Seit die Armee Bashar al-Assads und seine Verbündeten in die Rebellengebiete Aleppos einmarschiert sind, geht Faten nicht mehr ohne Messer aus dem Haus, sagt Ahmad. Sie habe Angst, vergewaltigt zu werden - von Soldaten der iranischen Miliz, die, unterstützt durch russische Luftangriffe, die Rebellengebiete Stück für Stück einnahmen. "Die Schiitenmiliz ist wie der IS, auch sie glauben an das Märtyrerparadies."

Telefonate mit Verbliebenen und kurze Videos sind die einzigen Zeugen dessen, was derzeit in Aleppo geschieht. "Bitte helft uns", fleht eine Frau in einer Tonaufzeichnung, im Hintergrund quengelt ein Kind. "Die Truppen sind auf der Straße, sie werden uns töten."

Laut Schätzungen befanden sich noch rund 100.000 Menschen in dem bis noch vor kurzem von den Rebellen gehaltenen Viertel. Oft verstecken sich hunderte in einem Gebäude. Wird es getroffen, sind die Überlebenden im Schutt begraben. Im Stadtteil Bustan al-Kassar wurden am Montag laut UN mindestens 82 Zivilisten erschossen. In al-Kalasa waren es 150, behauptet Ahmed. Die Leichen seien verbrannt worden. Auch das letzte verbleibende Krankenhaus wurde laut Ahemd angegriffen, Ärzte und Krankenschwestern seien ermordet worden.

Die UNO warnt vor einer humanitären Katastrophe, die Rede ist von einem "völligen Zusammenbruch der Menschlichkeit". Es wird befürchtet, dass die Sieger Rache an den tausenden Zivilisten nehmen, die sich in den bis vor kurzem von den Rebellen kontrollierten Gebieten befinden. Assad-Gegner rufen Washington und Ankara zur Rettung von Kindern auf, die Türkei zeigt sich schockiert und will mit Russland über die Errichtung eines Korridors zur Evakuierung der Notleidenden reden. An Appellen mangelt es nicht, auch von höchster Stelle: Die Lage "bricht einem das Herz", meinte die deutsche Kanzlerin Angela Merkel, Frankreichs Präsident François Hollande richtete ein "humanitäres Ultimatum" an die Verantwortlichen.

Deutschlands Außenminister Frank-Walter Steinmeier warnt eindringlich, der Krieg in Syrien sei nach dem Fall von Aleppo keinesfalls beendet.

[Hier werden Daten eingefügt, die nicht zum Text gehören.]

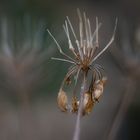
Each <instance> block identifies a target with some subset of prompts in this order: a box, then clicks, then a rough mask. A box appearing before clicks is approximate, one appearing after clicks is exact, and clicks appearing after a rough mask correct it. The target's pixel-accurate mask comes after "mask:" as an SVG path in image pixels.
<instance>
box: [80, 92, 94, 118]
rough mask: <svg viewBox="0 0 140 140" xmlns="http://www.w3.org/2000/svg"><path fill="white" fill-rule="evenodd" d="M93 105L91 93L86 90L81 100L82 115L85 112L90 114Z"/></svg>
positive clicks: (88, 113)
mask: <svg viewBox="0 0 140 140" xmlns="http://www.w3.org/2000/svg"><path fill="white" fill-rule="evenodd" d="M93 106H94V101H93V99H92V95H91V93H89V92H87V93H85V94H84V100H83V113H82V114H83V116H84V115H86V114H90V113H91V111H92V109H93Z"/></svg>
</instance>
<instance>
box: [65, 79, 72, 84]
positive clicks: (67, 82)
mask: <svg viewBox="0 0 140 140" xmlns="http://www.w3.org/2000/svg"><path fill="white" fill-rule="evenodd" d="M65 83H66V84H67V85H70V84H71V79H70V77H68V78H67V79H66V81H65Z"/></svg>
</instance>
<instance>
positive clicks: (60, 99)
mask: <svg viewBox="0 0 140 140" xmlns="http://www.w3.org/2000/svg"><path fill="white" fill-rule="evenodd" d="M57 103H58V107H59V108H60V110H61V111H63V112H66V111H67V106H68V99H67V95H66V93H65V92H64V91H63V90H62V89H60V90H59V93H58V97H57Z"/></svg>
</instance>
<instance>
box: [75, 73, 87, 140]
mask: <svg viewBox="0 0 140 140" xmlns="http://www.w3.org/2000/svg"><path fill="white" fill-rule="evenodd" d="M85 89H86V73H84V76H83V82H82V85H81V92H80V103H79V109H78V115H77V119H76V125H75V130H74V136H73V140H80V122H81V117H82V110H83V100H84V92H85Z"/></svg>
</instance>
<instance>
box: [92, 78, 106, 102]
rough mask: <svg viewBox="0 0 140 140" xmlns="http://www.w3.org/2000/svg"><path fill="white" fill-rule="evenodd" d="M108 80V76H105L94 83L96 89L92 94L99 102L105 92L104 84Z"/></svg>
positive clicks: (104, 84) (93, 98) (94, 88)
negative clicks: (95, 82)
mask: <svg viewBox="0 0 140 140" xmlns="http://www.w3.org/2000/svg"><path fill="white" fill-rule="evenodd" d="M106 81H107V78H106V77H103V78H102V80H98V81H96V83H95V85H94V90H93V93H92V96H93V99H94V100H95V101H97V102H99V98H100V97H101V96H102V94H103V90H104V85H105V83H106Z"/></svg>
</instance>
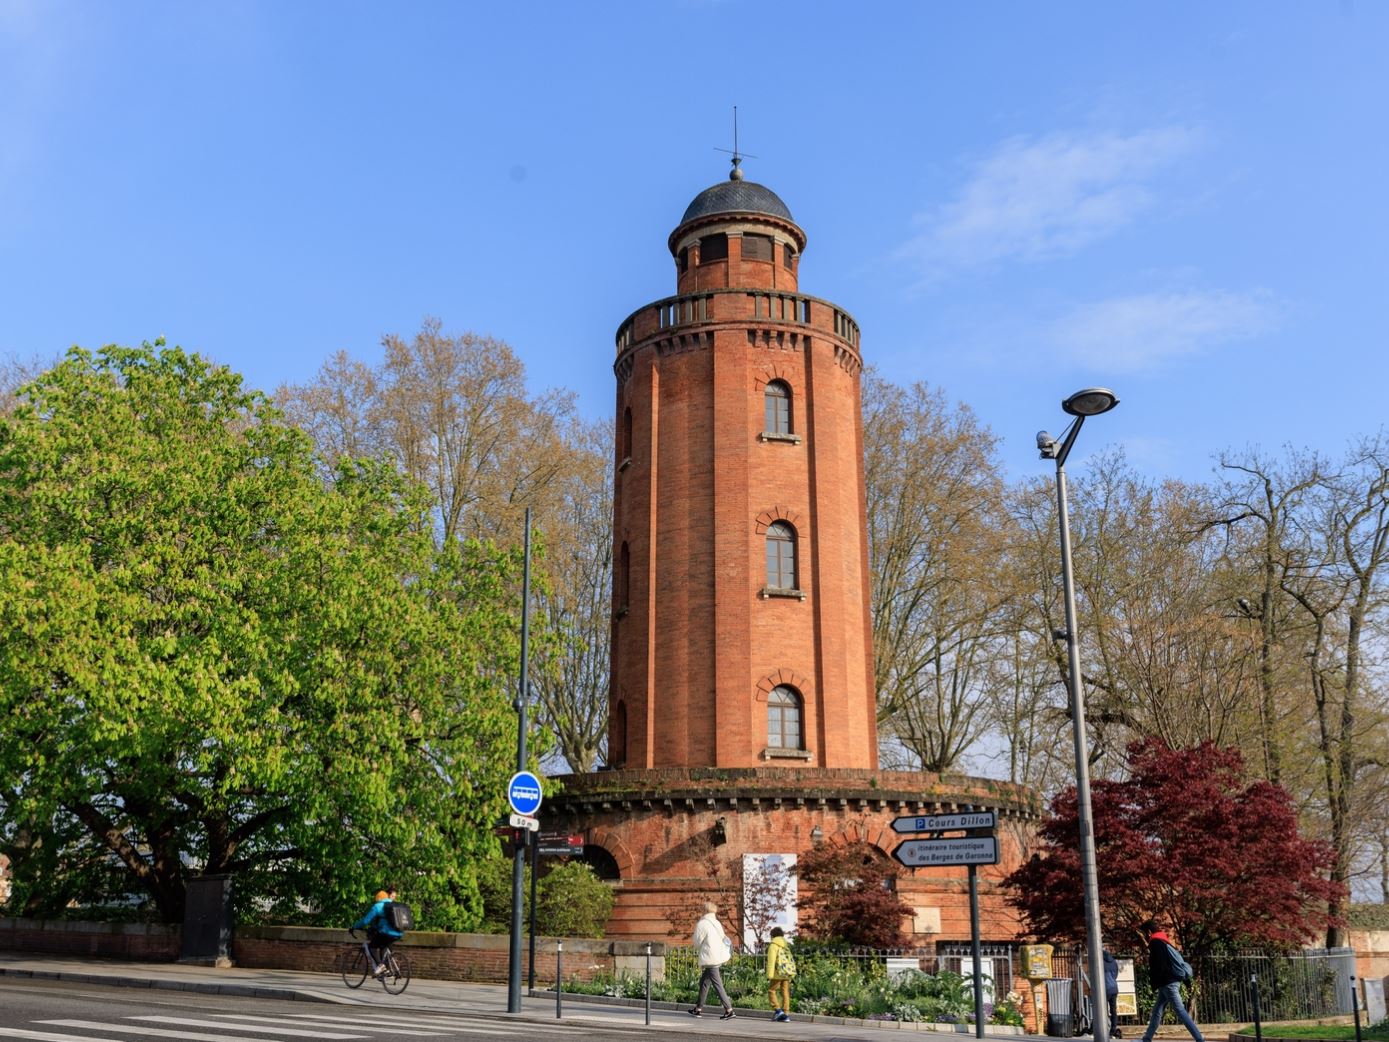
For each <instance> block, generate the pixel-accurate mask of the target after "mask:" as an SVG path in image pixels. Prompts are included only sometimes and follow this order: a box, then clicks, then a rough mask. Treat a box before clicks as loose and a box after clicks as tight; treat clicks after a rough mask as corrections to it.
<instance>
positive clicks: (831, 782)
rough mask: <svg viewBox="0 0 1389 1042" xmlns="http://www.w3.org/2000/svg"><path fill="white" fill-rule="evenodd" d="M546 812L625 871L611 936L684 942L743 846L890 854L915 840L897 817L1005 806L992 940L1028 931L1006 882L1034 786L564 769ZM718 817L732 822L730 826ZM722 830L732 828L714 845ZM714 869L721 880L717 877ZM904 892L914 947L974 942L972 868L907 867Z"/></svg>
mask: <svg viewBox="0 0 1389 1042" xmlns="http://www.w3.org/2000/svg"><path fill="white" fill-rule="evenodd" d="M560 781H561V782H563V789H561V792H560V795H557V796H554V797H551V799H549V800H547V802H546V803H544V806H543V807H542V810H540V818H542V827H543V828H547V829H556V831H561V832H567V834H582V835H583V838H585V845H586V846H588V847H600V849H603V850H604V852H607V854H610V856H611V859H613V863H614V864H615V868H617V879H615V881H614V885H615V892H617V904H615V907H614V910H613V917H611V918H610V920H608V924H607V935H608V936H614V938H628V939H633V941H636V939H649V938H651V939H667V938H674V939H678V941H682V939H683V938H685V936H686V934H688V929H686V927H688V924H689V921H690V914H689V913H690V909H693V907H696V906H697V904H699V903H700V902H703V900H706V899H714V900H720V902H722V903H728V895H729V893H736V889H738V878H739V873H740V864H742V856H743V854H745V853H796V854H799V853H804V852H806V850H808V849H810V847H811V846H813V845H814V843H815V842H817V839H818V842H824V843H850V842H857V841H864V842H868V843H871V845H872V846H875V847H878V849H879V850H882V853H883V856H889V854H890V852H892V850H893V849H895V847H896V845H897V843H899V842H901V841H903V839H906V838H907V836H903V835H897V834H896V832H893V831H892V820H893V818H895V817H899V816H907V814H922V813H953V811H956V810H958V809H960V807H964V806H970V807H975V809H981V810H985V809H988V810H995V811H996V813H997V817H999V828H997V829H996V835H997V839H999V847H1000V863H999V864H997V866H982V867H981V868H979V909H981V918H982V927H981V929H982V935H983V939H985V941H992V942H1010V941H1015V939H1017V938H1018V935H1020V924H1018V920H1017V916H1015V914H1014V913H1013V910H1011V909H1008V907H1007V904H1006V903H1004V900H1003V892H1001V888H1000V882H1001V879H1003V877H1004V875H1007V874H1008V873H1011V871H1013V870H1014V868H1015V867H1017V866H1018V864H1020V863H1021V860H1022V852H1024V850H1025V847H1026V843H1028V839H1029V836H1031V831H1032V828H1035V822H1036V821H1038V818H1039V816H1040V803H1039V800H1038V797H1036V793H1033V792H1031V791H1028V789H1025V788H1021V786H1015V785H1008V784H1006V782H995V781H988V779H981V778H963V777H954V778H942V777H939V775H933V774H913V772H899V771H870V770H850V768H842V770H820V768H796V767H743V768H674V767H672V768H658V770H651V771H600V772H597V774H588V775H567V777H564V778H561V779H560ZM720 822H722V825H721V828H720ZM715 836H722V842H717V839H715ZM711 866H713V867H717V868H718V870H720V873H721V878H714V875H713V873H711ZM897 891H899V893H900V895H901V896H903V899H904V900H906V902H907V903H908V904H911V906H913V907H914V909H915V910H917V914H915V916H914V918H913V921H911V923H908V924H906V935H907V938H908V939H910V942H911V943H921V945H928V943H935V942H938V941H964V939H968V938H970V893H968V870H967V868H964V867H957V868H917V870H903V875H901V878H900V879H899V881H897Z"/></svg>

In der Tat gehen Beobachter davon aus, dass sich das Drama nur rund 50 Kilometer weiter südlich, in der Provinz Idlib, wiederholen wird. Die Metropole hat rund 160.000 Einwohner und ist immer noch in Händen einer Rebellenallianz. Es scheint ziemlich sicher, dass die in Aleppo siegreichen Assad-Truppen versuchen werden, ihren Erfolg dort zu wiederholen.

Der Syrien-Experte des österreichischen Bundesheeres Walter Posch spricht von einem "blutigen Kampf Mann gegen Mann", der der Stadt drohe. Machthaber Assad muss auch Idlib einnehmen, wenn er den strategisch wichtigen Westen des Landes komplett kontrollieren will.

Abzug der Rebellen aus Aleppo

Am Dienstag-Abend hatten die Regierungstruppen dann die vollständige Kontrolle über Ost-Aleppo erlangt. Die Rebellen in Ost-Aleppo haben sich nach eigenen Angaben mit dem syrischen Regime auf einen Abzug aus der Stadt geeinigt. Zivilisten und einige Kämpfer dürften die Rebellengebiete verlassen, sagte ein Sprecher einer Rebellengruppe der Deutschen Nachrichtenagentur dpa.

"Was man in den Medien sieht, ist nichts im Vergleich dazu, was hier tatsächlich geschieht", sagt ein syrischer Journalist in einer Videobotschaft via Twitter. "Niemand interessiert sich für uns." So wachsen auch Zorn und Verzweiflung jener, die es in Sicherheit geschafft haben. "Die Verbliebenen in Aleppo fühlen sich von der internationalen Gemeinschaft verraten", sagt Ahmad. Er hat die Zerstörung in Aleppo selbst erlebt. Jetzt ist es viel schlimmer. Als Nächstes, da ist sich auch der 27-Jährige sicher, ist Idlib an der Reihe.